The genus Lactobacillus consists of more than eighty species (Figure 2-6). In the last decade, microbial taxonomists have been very busy, proposing and validating new taxa. In one single month (January 2005), seven new species and subspecies were described in the published literature. About all that is common to the species within this genus is that they are all non-sporing rods, but even this description is not wholly satisfactory. There are species that appear rather short (<1.5 ^m), whereas others are more than 5 ^m in length (some are reportedly up to 10 ^m).They may also have a slender, curved, or bent appearance. When viewed microscopically, it is difficult to be sure that a given strain is even a rod. Colony morphology is also variable on agar plates, with some strains producing large round colonies and others producing small or irregular colonies. Not only does this genus contain far more species, with extensive morphological heterogeneity, than any other genera of lactic acid bacteria, but this group is also the most ecologically, physiologically, biochemically, and genetically diverse.

Ecologically, lactobacilli occupy a wide range of habitats. Except for very extreme environments, there are few locales where lactobacilli are not found, and they are often described as being ubiquitous in nature. Some species are normal inhabitants of plant and vegetable material, and they are frequently found in dairy and meat environments, in juice and fermented beverages, and in grains and cereal products. Their presence in the animal and human gastrointestinal tract (as well as in the stomach, mouth and vagina) has led to the suggestion (which has gained substantial scientific support) that these bacteria have broad "probiotic activity," meaning they promote intestinal as well as extra-intestinal health. In foods, they are involved not only in many important fermentations, but are also frequently implicated in spoilage of fermented and non-fermented foods.

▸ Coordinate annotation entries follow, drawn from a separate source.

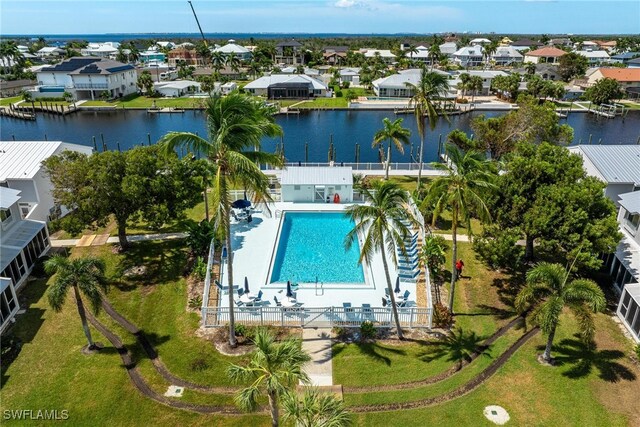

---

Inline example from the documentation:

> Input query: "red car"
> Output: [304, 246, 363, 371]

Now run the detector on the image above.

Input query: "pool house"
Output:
[202, 167, 431, 328]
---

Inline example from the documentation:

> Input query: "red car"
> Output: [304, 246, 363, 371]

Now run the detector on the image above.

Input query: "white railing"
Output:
[201, 239, 215, 324]
[203, 306, 431, 328]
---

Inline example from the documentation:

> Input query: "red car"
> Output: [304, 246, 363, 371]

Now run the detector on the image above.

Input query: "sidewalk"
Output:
[51, 233, 187, 248]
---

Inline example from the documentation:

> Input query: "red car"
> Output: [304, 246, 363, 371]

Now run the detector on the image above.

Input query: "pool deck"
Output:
[219, 202, 416, 307]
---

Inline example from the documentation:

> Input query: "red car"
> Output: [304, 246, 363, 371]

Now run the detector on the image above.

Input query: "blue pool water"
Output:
[271, 212, 364, 283]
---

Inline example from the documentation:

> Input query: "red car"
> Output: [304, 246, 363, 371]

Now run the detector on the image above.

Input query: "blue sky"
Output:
[0, 0, 640, 35]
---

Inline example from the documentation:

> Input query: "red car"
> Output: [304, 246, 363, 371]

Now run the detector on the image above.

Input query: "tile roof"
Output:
[525, 47, 567, 57]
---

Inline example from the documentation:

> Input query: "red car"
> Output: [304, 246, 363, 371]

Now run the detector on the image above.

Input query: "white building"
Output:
[31, 57, 138, 99]
[280, 166, 353, 203]
[0, 187, 51, 304]
[452, 45, 484, 67]
[153, 80, 203, 98]
[0, 141, 93, 224]
[244, 74, 331, 99]
[371, 68, 455, 98]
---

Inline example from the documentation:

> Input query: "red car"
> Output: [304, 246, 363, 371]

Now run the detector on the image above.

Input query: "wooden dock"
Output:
[0, 107, 36, 120]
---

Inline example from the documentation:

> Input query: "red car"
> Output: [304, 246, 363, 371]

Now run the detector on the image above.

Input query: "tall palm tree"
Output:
[407, 68, 449, 189]
[372, 117, 411, 179]
[344, 181, 419, 339]
[159, 93, 283, 347]
[423, 144, 495, 312]
[282, 388, 351, 427]
[44, 255, 107, 349]
[227, 329, 311, 426]
[515, 262, 606, 362]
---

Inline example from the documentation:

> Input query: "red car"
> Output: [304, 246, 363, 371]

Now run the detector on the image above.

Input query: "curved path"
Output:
[87, 299, 538, 415]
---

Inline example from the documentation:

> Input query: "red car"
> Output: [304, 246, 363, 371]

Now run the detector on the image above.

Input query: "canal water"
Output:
[0, 110, 640, 163]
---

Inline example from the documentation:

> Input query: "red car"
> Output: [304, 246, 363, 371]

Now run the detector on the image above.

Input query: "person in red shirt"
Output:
[456, 259, 464, 280]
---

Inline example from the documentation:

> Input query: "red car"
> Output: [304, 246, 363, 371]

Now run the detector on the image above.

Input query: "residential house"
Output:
[153, 80, 203, 98]
[453, 45, 485, 68]
[511, 39, 543, 51]
[273, 39, 304, 65]
[524, 47, 567, 64]
[36, 46, 65, 59]
[167, 47, 204, 67]
[322, 46, 349, 65]
[280, 166, 353, 203]
[585, 68, 640, 91]
[0, 141, 93, 221]
[0, 187, 51, 298]
[213, 40, 251, 61]
[30, 57, 138, 99]
[372, 68, 456, 98]
[491, 46, 524, 66]
[244, 74, 331, 99]
[576, 50, 610, 66]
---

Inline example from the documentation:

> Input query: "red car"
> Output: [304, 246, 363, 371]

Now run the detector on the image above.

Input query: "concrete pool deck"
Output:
[219, 202, 416, 307]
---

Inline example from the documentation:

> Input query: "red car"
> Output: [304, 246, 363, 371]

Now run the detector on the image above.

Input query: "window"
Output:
[0, 209, 11, 223]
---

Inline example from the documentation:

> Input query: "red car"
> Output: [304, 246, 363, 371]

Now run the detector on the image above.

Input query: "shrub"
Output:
[433, 304, 453, 329]
[191, 357, 209, 372]
[189, 295, 202, 309]
[360, 320, 376, 339]
[473, 225, 524, 270]
[192, 257, 207, 280]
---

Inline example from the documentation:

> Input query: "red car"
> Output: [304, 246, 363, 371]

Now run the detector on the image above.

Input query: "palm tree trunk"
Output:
[384, 143, 391, 180]
[417, 135, 424, 190]
[542, 325, 556, 363]
[73, 286, 96, 350]
[268, 391, 280, 427]
[449, 206, 458, 314]
[380, 241, 404, 340]
[223, 214, 238, 348]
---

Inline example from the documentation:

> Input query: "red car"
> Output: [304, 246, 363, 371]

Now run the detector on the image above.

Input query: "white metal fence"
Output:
[202, 306, 431, 328]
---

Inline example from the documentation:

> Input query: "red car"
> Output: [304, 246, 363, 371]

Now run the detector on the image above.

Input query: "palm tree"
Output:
[44, 255, 107, 350]
[227, 329, 311, 426]
[372, 117, 411, 179]
[515, 262, 606, 362]
[407, 68, 449, 189]
[159, 93, 283, 347]
[282, 388, 351, 427]
[344, 181, 419, 339]
[422, 144, 495, 312]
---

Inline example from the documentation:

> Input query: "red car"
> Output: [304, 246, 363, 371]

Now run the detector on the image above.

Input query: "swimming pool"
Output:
[271, 212, 365, 284]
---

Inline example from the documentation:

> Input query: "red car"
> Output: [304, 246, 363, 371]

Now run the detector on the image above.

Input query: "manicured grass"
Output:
[0, 96, 22, 107]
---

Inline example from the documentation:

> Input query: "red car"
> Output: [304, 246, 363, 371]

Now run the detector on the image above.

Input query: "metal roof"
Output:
[0, 141, 92, 182]
[619, 191, 640, 214]
[280, 166, 353, 185]
[0, 187, 20, 209]
[569, 145, 640, 185]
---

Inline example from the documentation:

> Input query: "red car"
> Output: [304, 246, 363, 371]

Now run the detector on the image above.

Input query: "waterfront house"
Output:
[0, 187, 51, 298]
[167, 47, 204, 67]
[30, 57, 137, 99]
[273, 39, 304, 65]
[213, 40, 251, 61]
[491, 46, 524, 66]
[511, 39, 543, 51]
[280, 166, 353, 203]
[576, 50, 610, 66]
[524, 47, 567, 64]
[453, 45, 484, 68]
[585, 67, 640, 91]
[372, 68, 455, 98]
[569, 145, 640, 342]
[244, 74, 331, 99]
[153, 80, 203, 98]
[0, 141, 93, 221]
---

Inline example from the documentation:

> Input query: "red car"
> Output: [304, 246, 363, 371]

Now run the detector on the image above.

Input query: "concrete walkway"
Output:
[302, 328, 333, 386]
[51, 233, 187, 248]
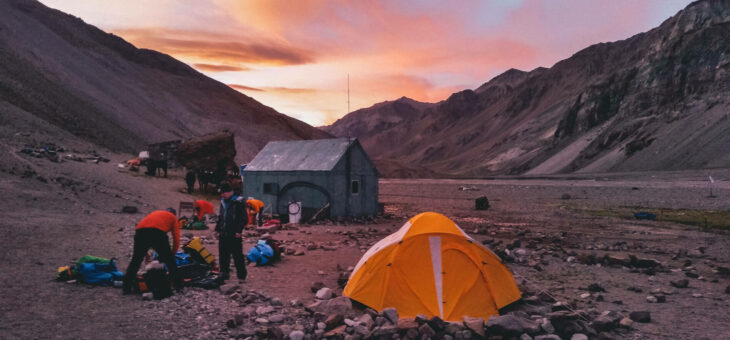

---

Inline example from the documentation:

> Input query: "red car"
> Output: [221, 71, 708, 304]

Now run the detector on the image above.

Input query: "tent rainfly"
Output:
[343, 212, 520, 321]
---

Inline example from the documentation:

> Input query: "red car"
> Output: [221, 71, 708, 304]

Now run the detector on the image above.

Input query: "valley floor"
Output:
[0, 147, 730, 339]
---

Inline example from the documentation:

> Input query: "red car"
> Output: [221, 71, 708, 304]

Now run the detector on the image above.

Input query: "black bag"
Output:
[144, 269, 172, 300]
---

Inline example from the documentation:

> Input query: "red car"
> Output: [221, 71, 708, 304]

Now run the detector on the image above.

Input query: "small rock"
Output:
[289, 331, 304, 340]
[256, 306, 276, 315]
[316, 287, 334, 300]
[383, 307, 398, 325]
[226, 319, 236, 328]
[535, 334, 562, 340]
[269, 314, 286, 323]
[588, 283, 606, 292]
[372, 324, 398, 339]
[309, 282, 324, 293]
[670, 279, 689, 288]
[418, 323, 436, 338]
[540, 318, 555, 334]
[629, 311, 651, 323]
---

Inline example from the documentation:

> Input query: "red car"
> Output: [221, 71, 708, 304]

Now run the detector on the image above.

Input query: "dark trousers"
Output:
[124, 228, 182, 291]
[218, 235, 246, 279]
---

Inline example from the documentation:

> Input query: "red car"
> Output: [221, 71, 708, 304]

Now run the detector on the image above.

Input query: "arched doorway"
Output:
[276, 182, 332, 221]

The ability of lactobacilli to grow and persist in so many diverse environments and conditions reflects their diverse physiological properties. Although most species are mesophilic, the genus also contains species that are psychrotrophic, thermoduric, or thermophilic. Temperature optima varies widely, from 30°C to 45°C. Some species show high tolerance to salt, osmotic pressure, and low water activity.Acid-tolerance is a common trait of lactobacilli (many strains actually prefer an acidic environment), and some also are ethanol-tolerant or bile-tolerant. Most species are aerotolerant, whereas others require more strict anaerobic conditions.

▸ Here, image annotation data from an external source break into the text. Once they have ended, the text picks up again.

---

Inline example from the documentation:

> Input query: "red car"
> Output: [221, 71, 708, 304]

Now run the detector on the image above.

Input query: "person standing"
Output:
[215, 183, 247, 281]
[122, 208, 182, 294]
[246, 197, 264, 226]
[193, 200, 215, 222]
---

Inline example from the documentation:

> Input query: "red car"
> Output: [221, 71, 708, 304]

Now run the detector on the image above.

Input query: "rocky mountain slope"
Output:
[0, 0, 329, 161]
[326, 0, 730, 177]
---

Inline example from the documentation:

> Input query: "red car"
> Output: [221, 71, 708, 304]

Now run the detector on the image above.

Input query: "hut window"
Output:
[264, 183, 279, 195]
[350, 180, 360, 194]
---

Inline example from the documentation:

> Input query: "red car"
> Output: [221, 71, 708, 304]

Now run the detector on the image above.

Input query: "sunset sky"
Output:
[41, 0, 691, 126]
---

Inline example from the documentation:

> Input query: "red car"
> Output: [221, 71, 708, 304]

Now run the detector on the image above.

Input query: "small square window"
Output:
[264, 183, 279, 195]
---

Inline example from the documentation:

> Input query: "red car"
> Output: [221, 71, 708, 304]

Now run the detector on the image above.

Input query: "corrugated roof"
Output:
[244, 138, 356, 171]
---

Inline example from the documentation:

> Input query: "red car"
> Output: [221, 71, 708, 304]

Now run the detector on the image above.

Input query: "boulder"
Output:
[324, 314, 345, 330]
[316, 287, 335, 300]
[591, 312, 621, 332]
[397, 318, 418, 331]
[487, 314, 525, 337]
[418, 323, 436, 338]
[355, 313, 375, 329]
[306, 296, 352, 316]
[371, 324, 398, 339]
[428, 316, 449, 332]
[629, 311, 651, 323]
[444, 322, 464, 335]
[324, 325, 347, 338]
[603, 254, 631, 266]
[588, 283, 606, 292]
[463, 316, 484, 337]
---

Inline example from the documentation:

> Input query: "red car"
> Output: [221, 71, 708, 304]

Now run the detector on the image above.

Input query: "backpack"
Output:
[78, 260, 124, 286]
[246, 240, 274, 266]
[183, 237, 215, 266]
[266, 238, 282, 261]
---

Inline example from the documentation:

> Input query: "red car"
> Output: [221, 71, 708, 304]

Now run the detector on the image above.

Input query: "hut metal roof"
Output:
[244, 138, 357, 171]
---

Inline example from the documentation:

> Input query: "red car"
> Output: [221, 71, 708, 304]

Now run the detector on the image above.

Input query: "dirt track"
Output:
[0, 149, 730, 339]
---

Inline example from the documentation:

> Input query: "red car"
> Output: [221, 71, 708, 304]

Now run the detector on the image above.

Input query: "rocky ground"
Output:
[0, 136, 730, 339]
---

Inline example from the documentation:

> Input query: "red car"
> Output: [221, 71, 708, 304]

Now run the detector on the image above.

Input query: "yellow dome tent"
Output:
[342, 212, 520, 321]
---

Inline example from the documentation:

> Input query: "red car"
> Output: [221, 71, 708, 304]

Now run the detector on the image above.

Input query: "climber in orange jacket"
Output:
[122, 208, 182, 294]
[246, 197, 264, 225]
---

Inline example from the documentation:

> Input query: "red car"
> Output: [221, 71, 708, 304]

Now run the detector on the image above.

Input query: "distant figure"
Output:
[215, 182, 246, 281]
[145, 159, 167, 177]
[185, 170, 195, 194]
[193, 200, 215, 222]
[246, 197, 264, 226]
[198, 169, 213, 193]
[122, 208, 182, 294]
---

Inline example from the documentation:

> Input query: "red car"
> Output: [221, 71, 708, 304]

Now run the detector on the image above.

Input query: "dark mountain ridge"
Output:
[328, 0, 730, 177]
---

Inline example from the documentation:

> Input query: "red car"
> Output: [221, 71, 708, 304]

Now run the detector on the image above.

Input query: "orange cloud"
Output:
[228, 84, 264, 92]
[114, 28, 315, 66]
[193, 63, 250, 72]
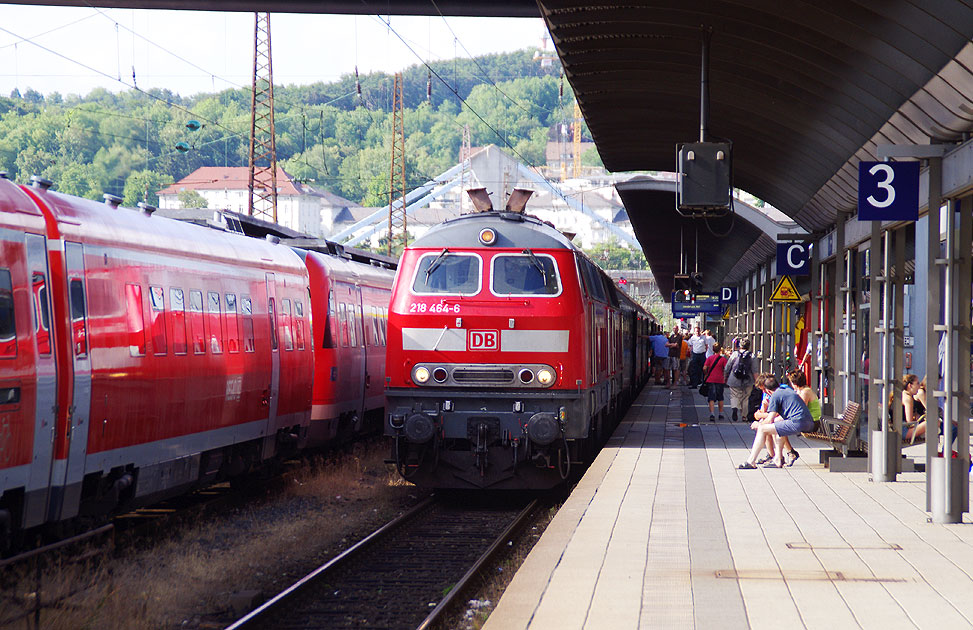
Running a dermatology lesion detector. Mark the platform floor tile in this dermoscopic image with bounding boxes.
[485,387,973,630]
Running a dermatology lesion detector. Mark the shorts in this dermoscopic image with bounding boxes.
[706,383,726,402]
[774,418,814,437]
[730,385,753,416]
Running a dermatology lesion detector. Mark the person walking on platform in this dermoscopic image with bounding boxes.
[781,370,821,466]
[689,326,708,387]
[665,326,682,388]
[649,328,669,385]
[723,339,754,422]
[703,330,716,359]
[703,344,726,422]
[737,376,814,470]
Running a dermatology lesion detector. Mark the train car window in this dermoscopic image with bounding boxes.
[206,291,223,354]
[321,289,338,348]
[149,286,167,355]
[68,278,88,358]
[348,304,358,348]
[339,302,348,348]
[0,269,17,359]
[598,274,618,308]
[294,300,304,350]
[412,249,480,295]
[582,260,605,302]
[125,284,145,357]
[490,252,561,297]
[189,291,206,354]
[280,298,294,350]
[31,271,51,355]
[169,289,187,354]
[267,298,280,350]
[225,293,240,354]
[240,297,256,352]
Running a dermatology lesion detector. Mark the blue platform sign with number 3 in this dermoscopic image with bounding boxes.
[858,161,919,221]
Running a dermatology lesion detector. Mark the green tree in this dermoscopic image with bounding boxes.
[122,170,172,206]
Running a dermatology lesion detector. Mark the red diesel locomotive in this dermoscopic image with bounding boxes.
[0,174,392,546]
[385,191,653,489]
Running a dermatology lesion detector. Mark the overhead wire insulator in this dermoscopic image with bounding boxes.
[355,66,365,107]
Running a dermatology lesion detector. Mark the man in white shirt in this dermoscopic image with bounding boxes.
[689,326,706,387]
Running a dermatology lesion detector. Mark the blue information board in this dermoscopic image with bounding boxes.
[672,291,723,319]
[777,243,811,276]
[858,161,919,221]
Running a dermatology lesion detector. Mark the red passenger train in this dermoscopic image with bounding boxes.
[385,191,654,489]
[0,176,392,546]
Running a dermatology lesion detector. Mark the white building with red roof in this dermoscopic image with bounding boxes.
[156,166,359,237]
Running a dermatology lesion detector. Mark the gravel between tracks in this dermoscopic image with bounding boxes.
[18,443,426,630]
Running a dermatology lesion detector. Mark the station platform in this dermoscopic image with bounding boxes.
[484,387,973,630]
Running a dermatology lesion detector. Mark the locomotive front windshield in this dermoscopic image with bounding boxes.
[491,250,561,295]
[412,249,480,295]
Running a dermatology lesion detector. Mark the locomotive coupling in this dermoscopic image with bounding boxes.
[405,413,436,444]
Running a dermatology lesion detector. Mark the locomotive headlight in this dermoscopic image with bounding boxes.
[537,368,554,385]
[412,366,429,383]
[480,228,497,245]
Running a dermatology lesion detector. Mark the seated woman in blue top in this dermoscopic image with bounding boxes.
[737,376,814,470]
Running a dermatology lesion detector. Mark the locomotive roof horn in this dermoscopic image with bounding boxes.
[466,188,493,212]
[506,188,534,214]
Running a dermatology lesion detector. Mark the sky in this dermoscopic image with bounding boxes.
[0,4,550,96]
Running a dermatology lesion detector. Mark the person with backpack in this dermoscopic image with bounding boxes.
[723,339,754,422]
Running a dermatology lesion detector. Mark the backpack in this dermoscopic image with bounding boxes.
[733,352,750,381]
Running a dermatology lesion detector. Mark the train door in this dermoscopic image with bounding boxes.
[348,286,368,433]
[267,273,280,435]
[51,243,91,520]
[23,234,57,527]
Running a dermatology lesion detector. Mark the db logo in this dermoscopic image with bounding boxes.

Like all lactic acid bacteria, lactobacilli are fermentative, but, again, they are more metaboli-cally diverse than other lactics. In fact, one of the major ways in which the genus is subdivided into groups is based on the pathways they use to ferment sugars.As noted previously, lactic acid bacteria, in general, ferment sugars in either homofermentative or heterofermentative fashion. However, some species of Lactobacillus have the genetic and physiological wherewithal to ferment sugars by either pathway. These species, therefore, are referred to as facultative heterofermentative.